Biographie rapide de Yasushi Inoué
1907 – 1991. Fils de chirurgien militaire, il suit les traces de Paul Valéry en écrivant des poèmes. Très prolifique, il écrit romans et nouvelles dont les thèmes sont soigneusement documentés. Le sabre des Takeda, Asunarô, font l'objet de films d'Akira Kurosawa. Le maître de thé est adapté à l'écran par Kei Kumai.
Résumé du roman
Le roman nous entraîne d'abord sur les traces d'un peintre célèbre, mais fictif, Keigaku, puis sur celles de son double tout aussi fictif, Hara Hôsen, faussaire. Celui-ci reproduit les tableaux de Keigaku et les vend pour de véritables Keigaku. Nous passons d'abord par une série de prétextes (la biographie de Keigaku, les faux de Hara Hôsen). Ce sont des prétextes car rien de précis nous est donné pour nous y ancrer. Ils tissent le fil qui nous mène à la biographie de Hara Hôsen et à sa quête véritable. Au lieu d'analyser les tableaux, ce qui nous projetterait dans la métaphore et nous permettrait d'en comprendre le sens, le roman nous fait rebondir sur la pellicule de peinture pour nous renvoyer à celui qui l'a déposée sur la toile, le peintre. Non pas Keigaku, mais celui qui a peint les faux Keigaku  : Hara Hôsen. Nous nous retrouvons alors plongés dans une enquête policière sur Hara Hôsen.
Analyse du roman
Le débat entre l'authentique et le faux est esquivé. Pour Yasushi Inoué, l'important, c'est l'homme en tant qu'artiste. Peu importe qu'il ait peint des faux. Hara Hôsen, présenté d'abord comme un faussaire écrasé par la puissance créatrice de son ami Keigaku, apparaît finalement lui aussi comme un véritable artiste, un peintre passionné qui a recherché la couleur tout au long de sa vie, la couleur pervenche. Sa véritable vie était en vérité celle d'un chercheur de couleur et de lumière dans le secret de son atelier. C'est là que ses recherches ont débouché sur la couleur flamboyante du feu d'artifice.

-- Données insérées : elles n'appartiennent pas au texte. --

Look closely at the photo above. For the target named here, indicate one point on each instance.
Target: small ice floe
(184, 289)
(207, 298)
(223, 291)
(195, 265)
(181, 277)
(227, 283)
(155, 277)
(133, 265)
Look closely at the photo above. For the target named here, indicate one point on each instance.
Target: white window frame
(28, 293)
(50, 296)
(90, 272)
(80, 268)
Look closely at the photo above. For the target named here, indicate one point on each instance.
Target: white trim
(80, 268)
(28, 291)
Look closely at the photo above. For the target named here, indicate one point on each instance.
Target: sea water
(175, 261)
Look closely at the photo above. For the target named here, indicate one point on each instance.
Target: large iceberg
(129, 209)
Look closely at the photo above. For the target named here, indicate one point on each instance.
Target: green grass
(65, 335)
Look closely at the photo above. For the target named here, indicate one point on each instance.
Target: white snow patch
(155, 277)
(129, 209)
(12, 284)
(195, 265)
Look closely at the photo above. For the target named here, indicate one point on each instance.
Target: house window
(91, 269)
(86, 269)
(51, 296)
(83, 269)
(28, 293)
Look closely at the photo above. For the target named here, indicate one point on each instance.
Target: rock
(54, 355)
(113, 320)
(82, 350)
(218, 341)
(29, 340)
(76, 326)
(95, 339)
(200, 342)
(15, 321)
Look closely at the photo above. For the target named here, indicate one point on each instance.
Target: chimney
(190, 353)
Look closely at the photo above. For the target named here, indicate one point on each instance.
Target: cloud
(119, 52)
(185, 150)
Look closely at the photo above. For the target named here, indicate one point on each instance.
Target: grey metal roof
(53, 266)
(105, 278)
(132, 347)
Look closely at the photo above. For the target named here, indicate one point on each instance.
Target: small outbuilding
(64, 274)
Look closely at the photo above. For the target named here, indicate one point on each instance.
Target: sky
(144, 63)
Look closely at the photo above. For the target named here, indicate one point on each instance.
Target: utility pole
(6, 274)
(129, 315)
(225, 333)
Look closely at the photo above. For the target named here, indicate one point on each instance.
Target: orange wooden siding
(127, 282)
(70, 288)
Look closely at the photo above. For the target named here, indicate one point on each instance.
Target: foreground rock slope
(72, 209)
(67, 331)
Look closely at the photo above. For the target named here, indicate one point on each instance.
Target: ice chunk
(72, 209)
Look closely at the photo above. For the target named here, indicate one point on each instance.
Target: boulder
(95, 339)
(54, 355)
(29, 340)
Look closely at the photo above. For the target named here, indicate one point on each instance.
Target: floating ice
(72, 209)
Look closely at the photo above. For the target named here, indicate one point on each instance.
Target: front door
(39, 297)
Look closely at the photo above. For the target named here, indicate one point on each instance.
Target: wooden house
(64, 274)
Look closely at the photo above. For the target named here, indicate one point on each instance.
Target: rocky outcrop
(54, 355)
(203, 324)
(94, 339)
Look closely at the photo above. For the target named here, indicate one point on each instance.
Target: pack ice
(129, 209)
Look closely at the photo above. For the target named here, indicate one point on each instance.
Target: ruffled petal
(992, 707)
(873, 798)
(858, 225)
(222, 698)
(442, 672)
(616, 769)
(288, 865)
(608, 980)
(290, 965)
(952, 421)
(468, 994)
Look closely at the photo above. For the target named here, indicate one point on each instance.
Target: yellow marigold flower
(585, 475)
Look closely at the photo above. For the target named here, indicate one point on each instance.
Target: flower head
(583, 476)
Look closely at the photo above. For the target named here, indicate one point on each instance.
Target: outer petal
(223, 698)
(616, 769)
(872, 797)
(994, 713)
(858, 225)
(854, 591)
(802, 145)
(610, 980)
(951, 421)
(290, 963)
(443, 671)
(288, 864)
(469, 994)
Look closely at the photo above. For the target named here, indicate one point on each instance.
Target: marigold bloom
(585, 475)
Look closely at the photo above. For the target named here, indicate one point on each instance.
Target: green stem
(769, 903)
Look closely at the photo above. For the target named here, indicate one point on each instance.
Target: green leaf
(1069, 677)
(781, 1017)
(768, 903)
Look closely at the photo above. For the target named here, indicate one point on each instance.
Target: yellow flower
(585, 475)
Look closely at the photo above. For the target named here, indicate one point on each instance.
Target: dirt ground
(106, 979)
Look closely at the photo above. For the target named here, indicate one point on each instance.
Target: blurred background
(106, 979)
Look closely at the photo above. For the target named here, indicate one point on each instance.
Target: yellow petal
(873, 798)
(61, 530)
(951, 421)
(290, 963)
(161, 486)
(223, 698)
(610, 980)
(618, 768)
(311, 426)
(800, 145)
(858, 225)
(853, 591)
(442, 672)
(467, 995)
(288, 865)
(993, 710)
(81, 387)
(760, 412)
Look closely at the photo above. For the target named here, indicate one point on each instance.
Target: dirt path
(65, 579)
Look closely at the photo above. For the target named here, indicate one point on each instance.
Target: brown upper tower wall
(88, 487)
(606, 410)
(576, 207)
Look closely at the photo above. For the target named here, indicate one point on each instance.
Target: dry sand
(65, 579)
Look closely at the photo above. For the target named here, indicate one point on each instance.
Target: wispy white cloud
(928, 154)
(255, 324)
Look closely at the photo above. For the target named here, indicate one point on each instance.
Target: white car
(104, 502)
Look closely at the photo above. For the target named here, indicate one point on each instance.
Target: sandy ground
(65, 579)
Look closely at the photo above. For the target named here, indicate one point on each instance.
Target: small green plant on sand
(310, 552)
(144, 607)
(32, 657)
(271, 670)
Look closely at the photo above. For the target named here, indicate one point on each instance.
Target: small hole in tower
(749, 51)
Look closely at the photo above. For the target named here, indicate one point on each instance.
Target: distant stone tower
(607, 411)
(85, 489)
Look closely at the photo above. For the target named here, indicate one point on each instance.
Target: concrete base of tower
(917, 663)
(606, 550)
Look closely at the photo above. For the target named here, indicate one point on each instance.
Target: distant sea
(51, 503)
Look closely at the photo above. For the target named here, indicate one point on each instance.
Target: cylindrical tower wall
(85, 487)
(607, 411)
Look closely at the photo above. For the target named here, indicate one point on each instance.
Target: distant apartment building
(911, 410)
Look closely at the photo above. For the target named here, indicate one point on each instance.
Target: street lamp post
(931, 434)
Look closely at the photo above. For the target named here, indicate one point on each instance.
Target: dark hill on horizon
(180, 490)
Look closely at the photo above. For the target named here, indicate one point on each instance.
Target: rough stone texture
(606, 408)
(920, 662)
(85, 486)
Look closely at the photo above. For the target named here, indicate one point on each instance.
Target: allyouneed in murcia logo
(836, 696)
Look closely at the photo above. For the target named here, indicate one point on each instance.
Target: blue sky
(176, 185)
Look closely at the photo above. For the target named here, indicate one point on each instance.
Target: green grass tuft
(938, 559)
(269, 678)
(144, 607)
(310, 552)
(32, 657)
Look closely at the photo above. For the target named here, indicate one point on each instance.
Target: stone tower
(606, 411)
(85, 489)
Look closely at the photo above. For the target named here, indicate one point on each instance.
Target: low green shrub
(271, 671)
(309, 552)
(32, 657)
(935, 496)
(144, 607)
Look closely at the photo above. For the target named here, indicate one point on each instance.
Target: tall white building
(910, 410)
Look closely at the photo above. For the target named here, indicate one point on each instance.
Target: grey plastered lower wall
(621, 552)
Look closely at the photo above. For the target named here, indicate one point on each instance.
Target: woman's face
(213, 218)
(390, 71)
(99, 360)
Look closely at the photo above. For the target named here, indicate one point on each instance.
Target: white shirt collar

Le thème de l'artifice est central  : l'artifice implique l'habileté, la dextérité, ce dont Hara Hôsen a fait preuve en imitant le style de Keigaku. L'artifice est aussi l'art de tromper, ce que fait Hara en faisant passer ses faux pour des vrais Keigaku. L'artifice est le mensonge, la ruse, le tour. Enfin, l'artifice en pyrotechnique est ce qui jette un éclat passager, qui éblouit un instant le regard et l'esprit.
Hormis l'expression et le discours, c'est-à-dire le fond, la forme en peinture n'est qu'artifice. Boileau nous le rappelle  :
D'un pinceau délicat l'artifice agréable
Du plus affreux objet fait un objet aimable.
La représentation du sujet (dans la peinture figurative) et la couleur elle-même ne sont qu'artifices. La représentation, puisqu'elle prétend à la troisième dimension dans un espace qui n'en possède que deux. La couleur, puisqu'elle n'est pas la couleur que l'on perçoit  : celle-ci est une couleur modifiée par la couleur de la lumière incidente et les couleurs environnantes.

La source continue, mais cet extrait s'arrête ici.